Things got better from 2016 onward, Piero and everyone since has made sure of it. More on that later. But to frame it a bit, in February of 2017, DK and I went to the OSGeo Daytona Beach Code Sprint. It was an opportunity for the first time for each of us to meet Piero. I set aside a whole day to get WebODM set up, having not done much with it yet. DK already had pull requests in on it, but I hadn’t tried it yet. 40 minutes later, it was running on my laptop, I had met Piero, and I was wondering what to do with the remaining hours of the day that I had allocated for figuring out how to get things working.
In 2018, caught in traffic in Dar es Salaam with Freddie Mbuya while my workshop was supposed to be starting downtown for FOSS4G, I soon learned that Piero is not only a great coder, but a great presenter. I showed up, and he was already doing a fantastic job leading the workshop in my absence.
More on the Piero years next… .
Other cruft from the early days:
Great writeup!
For history, there’s also the older mailing list archives:
My first interaction with the project started here: [OpenDroneMap-users] Web GUI and API for OpenDroneMap
Ooh! I nearly forgot that mailing list existed. That message looks familiar!
Also, summary of the Humanitarian Innovation Fund objectives that ultimately were facilitated by DK and Piero’s work is immediately after Piero’s message:
Thanks a LOT, that is way more information than I can reasonably justify to put in my Thesis.
I’ve also seen some information I can include in the main introductory part regarding the overall possible impact of ODM and automated Drone Usage in general.
It will take me some time to work through your message and dissect if there’s something missing and what I can use.
Ha!
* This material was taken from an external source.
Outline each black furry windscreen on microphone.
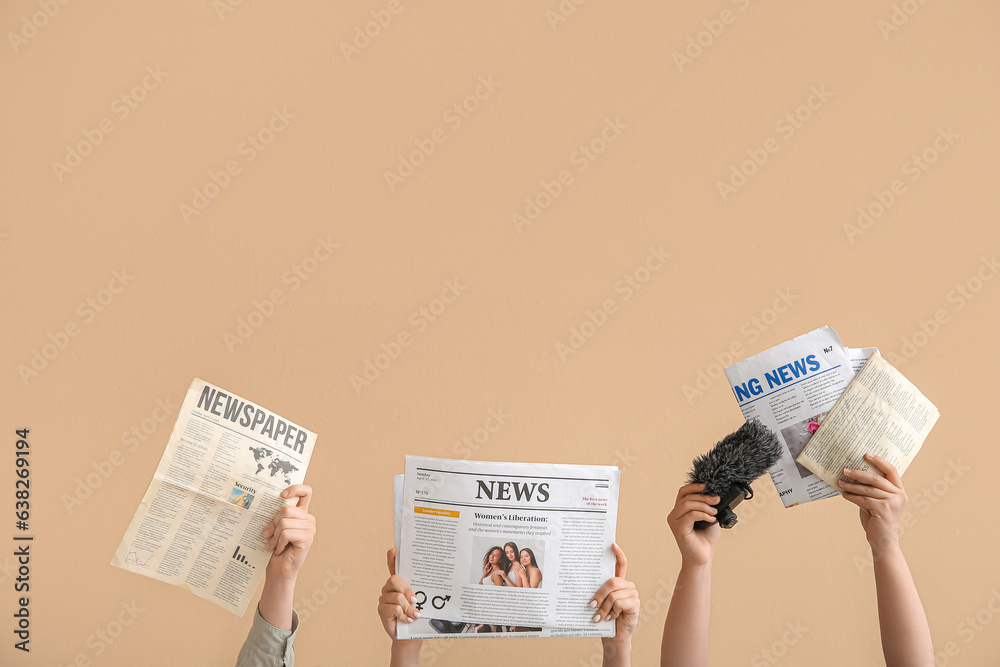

Yeah. I’ve been meaning to write this down for a while, so I took your query as a prompt for that.
But high level: started in 2014. Announced first as a project to be started at SOTMUS in DC. Announced as a FOSS project more officially in Portland. The overall ecosystem was established when Piero sent that list serve email in July of 2016 at the outset of NodeODM and a web api for the project. The rest is just details and musings.